Born in Chicago in 1909 to Russian immigrant parents, Saul Alinsky worked his way through the University of Chicago, then dropped out of grad school to organize Chicago’s Woodlawn area to battle slum conditions. He went on to do the same thing in other US cities. Published the year before he died in 1972, Alinsky’s Rules for Radicals: A Pragmatic Primer for Realistic Radicals has been compared with the writing of Thomas Paine, and it inspired many young idealists (including, apparently, Hillary Rodham Clinton, who wrote her Wellesley College senior thesis on Alinsky).  "What follows is for those who want to change the world from what it is to what they believe it should be,” Alinsky begins his book. “The Prince was written by Machiavelli for the Haves on how to hold power. Rules for Radicals is written for the Have-Nots on how to take it away."  Time magazine once wrote that "American democracy is being altered by Alinsky's ideas," and conservative author William F. Buckley said he was "very close to being an organizational genius." Alinsky’s name was cast into the 2012 presidential campaign when Republican candidate Newt Gingrich repeatedly likened President Barack Obama to Alinksy in his speeches. 


  Books By Saul Alinsky At Amazon

Margaret Anderson

Margaret Anderson (November 24, 1886 – October 18, 1973)

"I felt an incredible resentment against God or man for having imposed an incredible stupidity upon the world.

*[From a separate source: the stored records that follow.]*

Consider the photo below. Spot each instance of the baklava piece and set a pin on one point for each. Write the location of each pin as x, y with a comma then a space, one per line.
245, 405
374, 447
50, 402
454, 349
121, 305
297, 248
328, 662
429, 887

And the world had accepted it -- "

Residence: 837 West Ainslie Street

Little Review’s offices: Chicago Fine Arts Building, 410 S. Michigan Avenue

With a finishing school education and a resentment against her bourgeois upbringing, Margaret Anderson migrated from Indianapolis to Chicago in the fall of 1908 to take work as a reviewer for the religious weekly The Continent. She arrived in the city at the start of the Chicago Literary Renaissance, and in March 1914 founded the literary magazine The Little Review, which became a force in the American and European literary landscapes. Anderson made it clear from the beginning that her magazine “would make no compromises with public taste,” and its debut issue set the tone: articles on psychoanalysis, feminism and Nietzche, among others. Funding was difficult, especially since Anderson held high editorial standards (she rejected F. Scott Fizgerald because he was too popular), and for a half-year in 1914 she and her staff, unable to pay rent on her residence or office space, camped on the shores of Lake Michigan. Anderson, whose stated objective was to produce fresh and intelligent music art, drama and life from the artist’s point of view, personally marketed the magazine throughout the United States, her strategy to draw a big readership while spurning the highbrow literary establishment. Though the Little Review never paid contributors, it offered a home to stories, poetry and art considered too unconventional to place nearly anywhere else, much less mainstream publications; these orphans included important works by the likes of Wyndham Lewis, James Joyce and Ezra Pound, notably Ulysses, which in 1918 was featured in serialized form and subsequently brought the wrath of the U.S. Postal and legal systems down upon Anderson. Other notable contributors to the magazine included T.S. Eliot, Ben Hecht, Amy Lowell, Vachel Lindsay, Sherwood Anderson, Carl Sandburg and Ford Madux Ford. Over the years, Little Review supported anarchism and alternative lifestyles (Anderson was a lesbian), among other unpopular points of view.  The magazine’s life spanned from 1914 until 1929, a month before the American stock market crash, and almost perfectly spanned the years of the “Lost Generation” while playing a major part in shaping American modernism.